The simulated inundation areas of the scenarios T13W and T04W are illustrated in Fig. 4, together with the observations. Around 98 % of the surveyed flooded area can be reproduced by the calculated inundation areas with T13W case, which further gained the confidence of the developed dynamic flood model. For the simulated inundation areas in Ichinomiya River watershed, approximately 79 % of simulated flooded areas were actually reported to be flooded.

The inundation areas of both case T13W and T04W (Fig. 4) showed that the coastal areas, urban areas (central part), and the places along the rivers were most vulnerable to floods. Comparison of these maps elaborated that during the typhoon Wipha, the change of input topographies would alter the spatial patterns of the floods. The calculated inundation areas by case T13W was 67.0 km², while those by case T04W 60.5 km², indicating additional 6.50 km² (9.70 %) of flooded area was somehow related to the land subsidence in the research site.

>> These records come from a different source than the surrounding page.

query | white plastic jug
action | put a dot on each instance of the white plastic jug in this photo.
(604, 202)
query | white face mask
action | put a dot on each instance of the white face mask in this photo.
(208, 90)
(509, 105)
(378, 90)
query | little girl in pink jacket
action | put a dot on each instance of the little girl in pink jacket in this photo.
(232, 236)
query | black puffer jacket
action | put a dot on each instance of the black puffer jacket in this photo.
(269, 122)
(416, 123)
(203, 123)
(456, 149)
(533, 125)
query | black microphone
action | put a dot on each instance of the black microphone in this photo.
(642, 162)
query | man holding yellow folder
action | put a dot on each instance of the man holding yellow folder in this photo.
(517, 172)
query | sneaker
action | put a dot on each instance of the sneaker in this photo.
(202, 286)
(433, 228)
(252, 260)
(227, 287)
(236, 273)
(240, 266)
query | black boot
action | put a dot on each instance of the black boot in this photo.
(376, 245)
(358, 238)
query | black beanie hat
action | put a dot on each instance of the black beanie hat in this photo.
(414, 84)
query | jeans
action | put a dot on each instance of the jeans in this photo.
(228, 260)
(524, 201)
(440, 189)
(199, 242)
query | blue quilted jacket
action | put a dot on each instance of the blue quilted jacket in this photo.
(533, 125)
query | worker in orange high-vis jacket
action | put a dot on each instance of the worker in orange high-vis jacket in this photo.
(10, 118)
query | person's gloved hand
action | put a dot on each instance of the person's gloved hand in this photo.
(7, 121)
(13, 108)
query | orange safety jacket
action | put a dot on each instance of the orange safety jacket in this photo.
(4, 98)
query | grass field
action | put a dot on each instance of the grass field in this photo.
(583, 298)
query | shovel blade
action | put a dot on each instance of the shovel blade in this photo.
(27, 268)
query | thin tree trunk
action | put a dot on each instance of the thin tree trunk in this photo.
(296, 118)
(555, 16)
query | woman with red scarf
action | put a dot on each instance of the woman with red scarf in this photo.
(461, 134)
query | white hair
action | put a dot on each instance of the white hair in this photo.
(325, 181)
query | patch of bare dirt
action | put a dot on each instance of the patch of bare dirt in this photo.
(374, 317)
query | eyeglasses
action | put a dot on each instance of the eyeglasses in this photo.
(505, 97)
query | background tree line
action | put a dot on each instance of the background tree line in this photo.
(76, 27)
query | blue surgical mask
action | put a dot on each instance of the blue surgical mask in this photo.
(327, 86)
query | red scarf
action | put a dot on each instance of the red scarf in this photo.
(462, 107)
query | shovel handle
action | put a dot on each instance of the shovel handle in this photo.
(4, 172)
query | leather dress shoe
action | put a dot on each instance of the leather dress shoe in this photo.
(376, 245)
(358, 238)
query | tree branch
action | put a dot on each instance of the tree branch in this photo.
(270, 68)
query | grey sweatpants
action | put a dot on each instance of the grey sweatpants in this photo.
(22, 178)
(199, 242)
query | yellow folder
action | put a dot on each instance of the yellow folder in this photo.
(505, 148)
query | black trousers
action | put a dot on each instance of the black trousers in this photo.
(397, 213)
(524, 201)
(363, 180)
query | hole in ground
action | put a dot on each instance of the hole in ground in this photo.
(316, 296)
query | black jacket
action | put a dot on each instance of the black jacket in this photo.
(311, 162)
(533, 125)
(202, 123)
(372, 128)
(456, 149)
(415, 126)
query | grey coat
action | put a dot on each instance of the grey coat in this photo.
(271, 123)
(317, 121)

Figure 4 Inundation areas of observation and simulation in both Nabaki and Ichinomiya River watershed. The boundary of the watershed is based on Dutta et al. (2006). The regions surrounded by red lines are the reported inundation areas by Chiba Prefecture (2013) mainly in Ichinomiya River watershed.

To spatially quantify the effects of land subsidence on the inundation areas, the difference of the calculated inundation areas between T04W and T13W, i.e., the area flooded by T13W but not by T04W, was obtained and shown in Fig. 5. This figure noted that the land subsidence would exacerbate the inundation areas in the study site. Specifically, in the northern mountainous environment, the inundated locations were exaggerated by the earthquake-induced land subsidence. The Kujukuri plain has also been suffering from continuous land subsidence possibly due to groundwater exploitation, and the next step would tackle the effect of groundwater abstraction-induced land subsidence on the changes of the possible flood pattern and the assessment of future floods.

Figure 5 Comparison of the inundation areas by subtracting the inundated locations by T04W case from those by T13W case.

4 Conclusions

We developed a dynamic flood model to quantify the impacts of land subsidence on inundation areas in Kujukuri plain. The results revealed that the earthquake-induced land subsidence would change the spatial distribution of flooded areas. For the examination period in this study, the increase of inundation areas at around 10 % were calculated to be caused by the local land subsidence. Detailed comparison of inundation areas indicated that land subsidence would exacerbate the flood hazards not only in the mountainous environment but also in the urban and coastal zones.

The possible consequence of the increased inundation areas includes salt water intrusion, accelerated coastal erosion, and wetland losses, which may lead to unprecedented socio-economic impacts (Chen et al., 2015; Ito et al., 2015). This research provided an improved and updated hazard maps for the catchments suffering land subsidence (Erkens and Sutanudjaja, 2015), and information for the mitigation measures (Aichi and Tokunaga, 2015).